今日は予報では滞在中最も天気が良い日。朝練から始まるハードな一日になりそうだ。4時過ぎに起床し、5時前にホテルを出て厚岸に向かった。日の出前に現地に到着。厚岸湖に上る美しい日の出を見ることができた。まずは湖岸を走る花咲線の下り列車を撮影。すぐに糸魚沢方面に移動し、別寒辺牛湿原を見下ろす丘にやってきたが、すごい霧で線路がほとんど見えない。丘に登っても無駄足になるかもしれないと躊躇していると、先着の同業者が太陽が昇るにつれて見えるようになるはずと言う。運を天に任せて丘の上で待っていると、列車が来る直前にようやくうっすらと線路が見え始めた。単行のキハ54が雲の上を走っているかのような情景の中を通り過ぎていった。これにて朝練終了、釧路に引き返す。

↓厚岸湖に日が昇る。

↓遠くに霧が広がっているのがわかる。(花咲線厚岸ー茶内)

↑列車を待っているとキタキツネが斜面を下っていった。エゾシカはよく見るが、キタキツネを見るのは久しぶり。

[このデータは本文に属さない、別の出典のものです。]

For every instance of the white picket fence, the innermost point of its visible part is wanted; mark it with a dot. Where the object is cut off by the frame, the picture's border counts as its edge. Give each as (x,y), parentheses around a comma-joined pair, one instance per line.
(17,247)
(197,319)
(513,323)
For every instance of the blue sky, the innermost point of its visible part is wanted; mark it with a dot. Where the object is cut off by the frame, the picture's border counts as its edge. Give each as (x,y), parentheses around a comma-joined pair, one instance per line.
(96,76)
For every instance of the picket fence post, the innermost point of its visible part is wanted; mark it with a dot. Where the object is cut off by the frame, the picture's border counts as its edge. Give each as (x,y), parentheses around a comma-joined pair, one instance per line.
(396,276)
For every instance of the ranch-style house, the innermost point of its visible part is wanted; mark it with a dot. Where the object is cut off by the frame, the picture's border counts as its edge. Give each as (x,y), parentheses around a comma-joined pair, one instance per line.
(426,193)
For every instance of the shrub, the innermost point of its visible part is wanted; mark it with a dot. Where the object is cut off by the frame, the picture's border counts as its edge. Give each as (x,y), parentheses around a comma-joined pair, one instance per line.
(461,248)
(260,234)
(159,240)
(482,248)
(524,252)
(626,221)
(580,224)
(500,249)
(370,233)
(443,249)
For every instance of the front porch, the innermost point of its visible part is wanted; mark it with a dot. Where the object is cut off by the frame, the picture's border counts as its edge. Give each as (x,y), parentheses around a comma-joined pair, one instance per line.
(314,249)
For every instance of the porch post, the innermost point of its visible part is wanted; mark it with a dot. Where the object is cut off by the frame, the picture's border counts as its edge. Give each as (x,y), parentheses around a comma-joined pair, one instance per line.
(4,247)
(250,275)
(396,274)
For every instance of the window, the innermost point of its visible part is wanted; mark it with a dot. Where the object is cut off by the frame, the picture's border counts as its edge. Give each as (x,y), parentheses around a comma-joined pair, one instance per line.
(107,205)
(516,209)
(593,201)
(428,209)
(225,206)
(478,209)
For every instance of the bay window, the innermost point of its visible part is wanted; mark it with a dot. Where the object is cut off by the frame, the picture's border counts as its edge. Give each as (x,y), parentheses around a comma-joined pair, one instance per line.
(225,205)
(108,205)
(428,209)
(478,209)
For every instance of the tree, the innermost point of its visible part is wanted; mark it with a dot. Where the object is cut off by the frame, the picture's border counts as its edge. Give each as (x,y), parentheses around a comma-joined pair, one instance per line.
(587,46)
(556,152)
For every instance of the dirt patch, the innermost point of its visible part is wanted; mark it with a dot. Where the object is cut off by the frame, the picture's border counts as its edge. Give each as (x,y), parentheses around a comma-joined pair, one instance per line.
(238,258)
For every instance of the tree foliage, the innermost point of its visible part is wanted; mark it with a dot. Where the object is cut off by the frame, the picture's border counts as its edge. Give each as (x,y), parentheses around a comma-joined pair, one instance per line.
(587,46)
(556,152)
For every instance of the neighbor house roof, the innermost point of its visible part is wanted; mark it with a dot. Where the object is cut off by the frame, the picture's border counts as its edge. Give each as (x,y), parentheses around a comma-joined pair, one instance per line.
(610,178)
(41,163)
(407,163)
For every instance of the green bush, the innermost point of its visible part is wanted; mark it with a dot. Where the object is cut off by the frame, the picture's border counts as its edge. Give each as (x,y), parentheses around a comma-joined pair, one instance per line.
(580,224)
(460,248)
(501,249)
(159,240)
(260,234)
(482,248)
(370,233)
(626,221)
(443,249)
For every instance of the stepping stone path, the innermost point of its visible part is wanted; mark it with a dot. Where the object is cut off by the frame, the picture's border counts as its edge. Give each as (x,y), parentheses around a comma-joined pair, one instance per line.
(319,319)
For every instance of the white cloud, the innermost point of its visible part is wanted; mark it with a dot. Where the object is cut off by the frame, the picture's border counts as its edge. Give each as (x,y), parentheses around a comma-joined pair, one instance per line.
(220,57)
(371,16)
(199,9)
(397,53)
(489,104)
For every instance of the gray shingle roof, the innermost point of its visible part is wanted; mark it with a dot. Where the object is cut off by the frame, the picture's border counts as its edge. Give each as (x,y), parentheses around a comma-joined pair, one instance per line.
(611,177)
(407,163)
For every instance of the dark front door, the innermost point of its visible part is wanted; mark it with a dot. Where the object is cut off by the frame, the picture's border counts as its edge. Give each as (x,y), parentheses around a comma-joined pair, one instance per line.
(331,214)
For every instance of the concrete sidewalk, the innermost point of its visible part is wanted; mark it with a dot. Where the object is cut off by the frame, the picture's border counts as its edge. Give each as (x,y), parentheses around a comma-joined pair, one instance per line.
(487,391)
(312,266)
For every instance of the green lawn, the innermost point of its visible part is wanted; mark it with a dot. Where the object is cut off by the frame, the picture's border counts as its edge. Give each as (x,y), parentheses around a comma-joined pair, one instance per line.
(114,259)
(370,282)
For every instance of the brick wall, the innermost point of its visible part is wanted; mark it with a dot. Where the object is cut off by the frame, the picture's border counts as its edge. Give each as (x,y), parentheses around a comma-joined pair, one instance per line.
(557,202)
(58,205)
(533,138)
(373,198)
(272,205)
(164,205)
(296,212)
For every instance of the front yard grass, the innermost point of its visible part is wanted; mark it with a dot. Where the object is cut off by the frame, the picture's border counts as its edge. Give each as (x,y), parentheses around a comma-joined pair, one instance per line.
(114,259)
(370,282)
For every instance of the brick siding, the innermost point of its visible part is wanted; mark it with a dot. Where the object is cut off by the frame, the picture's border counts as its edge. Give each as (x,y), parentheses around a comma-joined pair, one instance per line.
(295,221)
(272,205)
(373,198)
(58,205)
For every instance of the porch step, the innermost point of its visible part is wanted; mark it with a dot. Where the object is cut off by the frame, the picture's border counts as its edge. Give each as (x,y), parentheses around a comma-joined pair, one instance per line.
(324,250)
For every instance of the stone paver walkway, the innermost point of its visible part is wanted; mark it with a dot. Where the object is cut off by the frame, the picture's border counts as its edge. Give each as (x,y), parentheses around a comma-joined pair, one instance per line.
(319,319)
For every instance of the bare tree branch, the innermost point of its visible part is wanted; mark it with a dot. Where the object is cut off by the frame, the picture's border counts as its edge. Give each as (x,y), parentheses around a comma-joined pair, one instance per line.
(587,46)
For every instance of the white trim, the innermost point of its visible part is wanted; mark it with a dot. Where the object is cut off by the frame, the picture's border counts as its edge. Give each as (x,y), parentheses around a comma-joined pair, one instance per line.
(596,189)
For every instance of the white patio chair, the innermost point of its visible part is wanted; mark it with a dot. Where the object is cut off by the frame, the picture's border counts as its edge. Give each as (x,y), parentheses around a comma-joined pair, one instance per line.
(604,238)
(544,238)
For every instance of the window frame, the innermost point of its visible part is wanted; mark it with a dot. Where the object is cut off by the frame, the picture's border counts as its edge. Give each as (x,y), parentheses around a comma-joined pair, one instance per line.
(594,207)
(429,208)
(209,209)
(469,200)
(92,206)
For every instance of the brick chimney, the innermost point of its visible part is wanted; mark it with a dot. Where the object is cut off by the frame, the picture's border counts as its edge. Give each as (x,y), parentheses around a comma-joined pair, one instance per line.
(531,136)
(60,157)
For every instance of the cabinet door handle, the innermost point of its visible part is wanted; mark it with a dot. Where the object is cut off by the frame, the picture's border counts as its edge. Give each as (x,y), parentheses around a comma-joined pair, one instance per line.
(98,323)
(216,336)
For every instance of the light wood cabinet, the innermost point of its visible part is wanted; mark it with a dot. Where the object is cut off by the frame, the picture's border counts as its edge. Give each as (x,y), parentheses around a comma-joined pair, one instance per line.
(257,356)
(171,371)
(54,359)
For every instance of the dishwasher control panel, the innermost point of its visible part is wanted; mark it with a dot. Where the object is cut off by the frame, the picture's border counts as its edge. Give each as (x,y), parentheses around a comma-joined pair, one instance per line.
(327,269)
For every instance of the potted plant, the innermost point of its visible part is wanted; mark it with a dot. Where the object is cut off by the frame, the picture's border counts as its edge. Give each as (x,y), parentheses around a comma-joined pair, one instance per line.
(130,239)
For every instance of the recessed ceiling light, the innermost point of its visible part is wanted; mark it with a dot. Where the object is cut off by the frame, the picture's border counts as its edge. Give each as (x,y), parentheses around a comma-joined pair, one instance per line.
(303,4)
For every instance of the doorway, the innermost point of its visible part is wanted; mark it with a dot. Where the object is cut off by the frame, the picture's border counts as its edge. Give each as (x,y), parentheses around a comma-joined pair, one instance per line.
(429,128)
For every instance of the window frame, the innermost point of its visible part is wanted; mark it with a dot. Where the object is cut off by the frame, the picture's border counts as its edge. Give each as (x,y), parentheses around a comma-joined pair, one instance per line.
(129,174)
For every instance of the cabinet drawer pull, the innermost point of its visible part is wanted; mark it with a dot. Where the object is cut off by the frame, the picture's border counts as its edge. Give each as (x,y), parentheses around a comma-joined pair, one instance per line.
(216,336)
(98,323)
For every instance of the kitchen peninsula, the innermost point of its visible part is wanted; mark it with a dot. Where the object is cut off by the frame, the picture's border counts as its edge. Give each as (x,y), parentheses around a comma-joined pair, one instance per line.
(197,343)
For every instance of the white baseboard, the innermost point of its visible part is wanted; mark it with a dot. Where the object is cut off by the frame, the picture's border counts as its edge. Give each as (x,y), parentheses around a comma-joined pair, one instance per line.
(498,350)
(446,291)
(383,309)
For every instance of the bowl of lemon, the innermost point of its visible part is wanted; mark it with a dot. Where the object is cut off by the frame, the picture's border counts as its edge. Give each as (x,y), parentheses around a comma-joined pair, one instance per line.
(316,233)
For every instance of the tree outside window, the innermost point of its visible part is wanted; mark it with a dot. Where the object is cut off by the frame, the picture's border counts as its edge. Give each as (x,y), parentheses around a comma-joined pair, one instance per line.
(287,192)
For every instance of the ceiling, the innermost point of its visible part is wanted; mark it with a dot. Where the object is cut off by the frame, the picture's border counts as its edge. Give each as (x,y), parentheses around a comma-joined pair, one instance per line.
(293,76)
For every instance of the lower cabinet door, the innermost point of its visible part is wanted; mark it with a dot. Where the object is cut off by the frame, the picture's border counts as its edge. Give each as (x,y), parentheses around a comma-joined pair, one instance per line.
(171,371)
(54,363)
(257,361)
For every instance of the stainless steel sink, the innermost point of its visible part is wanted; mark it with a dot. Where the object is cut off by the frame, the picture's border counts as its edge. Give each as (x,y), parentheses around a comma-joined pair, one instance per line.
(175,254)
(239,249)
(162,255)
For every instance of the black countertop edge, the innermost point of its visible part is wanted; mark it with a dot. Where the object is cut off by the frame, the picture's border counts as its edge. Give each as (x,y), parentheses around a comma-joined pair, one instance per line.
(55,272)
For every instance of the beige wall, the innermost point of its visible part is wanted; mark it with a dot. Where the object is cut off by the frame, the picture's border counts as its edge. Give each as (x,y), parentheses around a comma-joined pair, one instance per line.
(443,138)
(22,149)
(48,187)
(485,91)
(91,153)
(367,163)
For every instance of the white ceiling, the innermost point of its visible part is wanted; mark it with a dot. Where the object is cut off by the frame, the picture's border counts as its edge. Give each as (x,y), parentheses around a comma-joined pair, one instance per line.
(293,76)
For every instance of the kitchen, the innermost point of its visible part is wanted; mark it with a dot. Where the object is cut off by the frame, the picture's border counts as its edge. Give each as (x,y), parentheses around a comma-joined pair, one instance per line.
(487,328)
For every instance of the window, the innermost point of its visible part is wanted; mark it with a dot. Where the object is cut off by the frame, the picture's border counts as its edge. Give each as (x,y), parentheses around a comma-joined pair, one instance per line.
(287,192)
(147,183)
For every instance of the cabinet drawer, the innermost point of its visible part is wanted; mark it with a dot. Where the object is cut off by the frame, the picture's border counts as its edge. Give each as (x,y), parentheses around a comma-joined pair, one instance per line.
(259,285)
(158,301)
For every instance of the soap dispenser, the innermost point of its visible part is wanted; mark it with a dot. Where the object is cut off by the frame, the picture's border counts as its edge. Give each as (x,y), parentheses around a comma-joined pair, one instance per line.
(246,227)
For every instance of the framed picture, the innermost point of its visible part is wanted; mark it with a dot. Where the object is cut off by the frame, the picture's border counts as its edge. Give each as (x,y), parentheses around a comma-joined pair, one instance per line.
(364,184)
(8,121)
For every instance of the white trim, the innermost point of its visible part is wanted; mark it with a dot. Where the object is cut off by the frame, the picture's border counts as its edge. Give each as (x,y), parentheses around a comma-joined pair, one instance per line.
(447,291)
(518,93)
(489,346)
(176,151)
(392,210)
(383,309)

↓まるで雲上の鉄路を走るようにしてキハ54がやってきた。(花咲線茶内ー厚岸)

↓上の写真を撮った後に振り返った反対側は既に霧が晴れている。(花咲線茶内ー厚岸)

釧路川の撮影ポイントには8時過ぎに到着。この時間既に多くの車がスタンバイしている。まったり過ごすこと2時間半。蓮氷はなかったが、良好な光線状態の中をC11が通過していった。

早速追いかける。第一候補は雌阿寒岳や雄阿寒岳とからめて撮れるポイントを考えている。しかし、晴れているというのに山の方角は薄ぼんやりしていて見えない。仕方なく標茶の町まで来てしまったので、歩道橋から撮った。遠くに見え始めた時点では力行していたが、街なかにさしかかる頃には絶気運転に変わってしまうのは毎度のことである。

↓快晴の空の下SL冬の湿原号が釧路川を渡る。(根室本線釧路ー東釧路)

↓いつものことだが、標茶の街なかに差し掛かる頃には煙がポヨポヨになってしまう。(釧網本線茅沼ー標茶)

さて、これから落石へ大移動する。今日は夕陽が期待できそうだからだ。落石岬のカーブで落陽を画面に取り込んで、車両側面が光るという構図の写真を構想して、いつかチャンスがあればと狙っていた。今日まさに実行しようというわけだ。折角なので今まで通ったことのないルートで行こうと、ちょっと遠回りだが標茶〜中茶安別〜別海町〜厚床という経路を選択した。別海町は初めて通ったが、中心市街地は活気に溢れていて意外だった。僕らの世代は昔の社会科で習ったパイロットファームのイメージが強く、人間より牛の方が多いような酪農・過疎の町と思い込んでいた。とんでもなかった。別海町、若い世代も多そうで、侮れないと思った。そういえば数年前に釧路神社俯瞰で出会った若い女性カメラマンも別海町に住んでいると言っていた。そのときは思わず「酪農ですか?」と聞いたが、そうではないと言う。現地を実見して今更ながら納得した。

厚床から落石まで前をトロトロ走る3台の工事用車におとなしくついていったので、現着は15時前になってしまった。駐車スペースはほぼ満車状態。さっそく身づくろいをして撮影ポイントまで歩いた。まずは定番ポイントで下り列車を撮影。訝し気なお隣さんに「線路近くに移動して撮る」と言い残してその場を離れ、先に記した構想を実現すべく万難を排して上り列車を撮った。ほぼ思い通りの写真が撮れ、柄にもなく雄叫びをあげてしまった。これだけの会心のショットは長い鉄チャン人生の中でもあまりというかほとんどない。大満足で店仕舞いし、釧路まで一気に戻ってきた。それにしてもよく走った1日だった。

↓定番の撮影ポイント。駐車スペースからアップダウンを繰り返して辿り着いた。(花咲線別当賀ー落石)

↑↓三脚の砲列を離れ、一人線路近くに移動して三脚を立てた。このポジションは1981年3月以来だから、42年ぶりということになる。あのときはDD51のひくミキスト(混合列車)だった。